Affaire Marouane: RSF et plus de 100 journalistes demandent des explications au Palais Mohamed 5

Le 3 décembre 2024, le journaliste Habib Marouane Camara a été arrêté par des gendarmes présumés et emmené vers une destination inconnue. Depuis, aucune nouvelle. Après six mois d’attente insoutenable, 105 journalistes africains et organisations de défense de la liberté de la presse rassemblés par Reporters sans frontières (RSF) interpellent les autorités guinéennes : où est Habib Marouane Camara ?
Le 3 décembre, aux alentours de 20h10, le journaliste Habib Marouane Camara, propriétaire et administrateur général du site d’information Le Révélateur 224, est en route vers le domicile de l’homme d’affaires Kerfalla Person Camara, à Lambanyi, une commune de la capitale Conakry, lorsqu’un pick-up de gendarmerie intercepte son véhicule. Des hommes armés en tenue de gendarme l’assomment avant de le conduire vers une destination inconnue, selon les informations recueillies par RSF. Six mois après cet enlèvement violent, ni ses collègues, ni ses proches, ni la communauté journalistique n’ont de nouvelles de lui.

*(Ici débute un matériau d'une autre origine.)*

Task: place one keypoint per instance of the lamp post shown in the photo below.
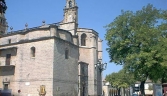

Rassemblés par RSF, 94 journalistes africains et 11 organisations de défense de la liberté de la presse se mobilisent pour lancer un appel aux autorités guinéennes afin qu’elles s’expriment publiquement et clairement sur le sujet et qu’elles mettent tout en œuvre pour libérer le journaliste. Ce dernier, malade, nécessite un traitement médicamenteux quotidien, selon sa femme.
La liste des signataires comprend des grandes figures de la presse africaine, telles que le directeur de publication du journal gambien The Point, Pap Saine, le fondateur de la Fondation pour le journalisme d’investigation (FIJ) au Nigeria, Fisayo Soyombo, ou encore le fondateur et directeur du groupe de presse Iwacu au Burundi, Antoine Kaburahe. Des organisations de défense des droits des journalistes, solidaires et préoccupées par le sort du journaliste, ont aussi rejoint RSF et apportent leur soutien, à l’instar du Comité pour la protection des journalists (CPJ), de la Fondation des médias pour l’Afrique de l’Ouest (MFWA) ou encore de l’Alliance des Médias pour les Droits Humains en Guinée (AMDH).
Si la raison exacte de son enlèvement demeure inconnue, Habib Marouane Camara est perçu comme un journaliste critique des autorités militaires au pouvoir, avec une liberté de ton assumée. Il les interpellait régulièrement et a notamment abordé sur sa page Facebook, les disparitions forcées, en juillet, des activistes Foniké Menguè et Mamadou Billo Bah. Avant que le média ne soit interdit de diffusion en mai 2024, il co-animait une émission à Djoma TV et Djoma FM. Quelques jours avant son enlèvement, les avocats du journaliste avaient déclaré qu’il avait “reçu des menaces d’enlèvement imminent par un groupe d’individus inconnus”.
Restriction de la presse en Guinée
Depuis sa disparition, RSF se mobilise pour retrouver Habib Marouane Camara. L’organisation a saisi la rapporteure spéciale sur la liberté d’expression et l’accès à l’information en Afrique au sein de la Commission africaine des droits de l’homme et des peuples (CADHP), principal organe veillant à la protection des droits humains en Afrique. Le 3 mai, RSF s’est exprimée devant la CADHP à Banjul pour que la Commission interpelle le gouvernement afin qu’il s’exprime sur son sort.
Cette disparition s’inscrit dans un contexte particulièrement inquiétant pour la presse en Guinée : malgré leurs engagements, les autorités ont ordonné en toute illégalité le retrait des agréments d’exploitation de quatre radios et de deux chaînes de télévision privées en mai 2024.
La Guinée est le pays qui a connu la plus grande chute dans le Classement mondial de la liberté de la presse établi par RSF cette année : avec 25 places de perdues sur 180 pays et territoires, elle figure désormais au 103e rang.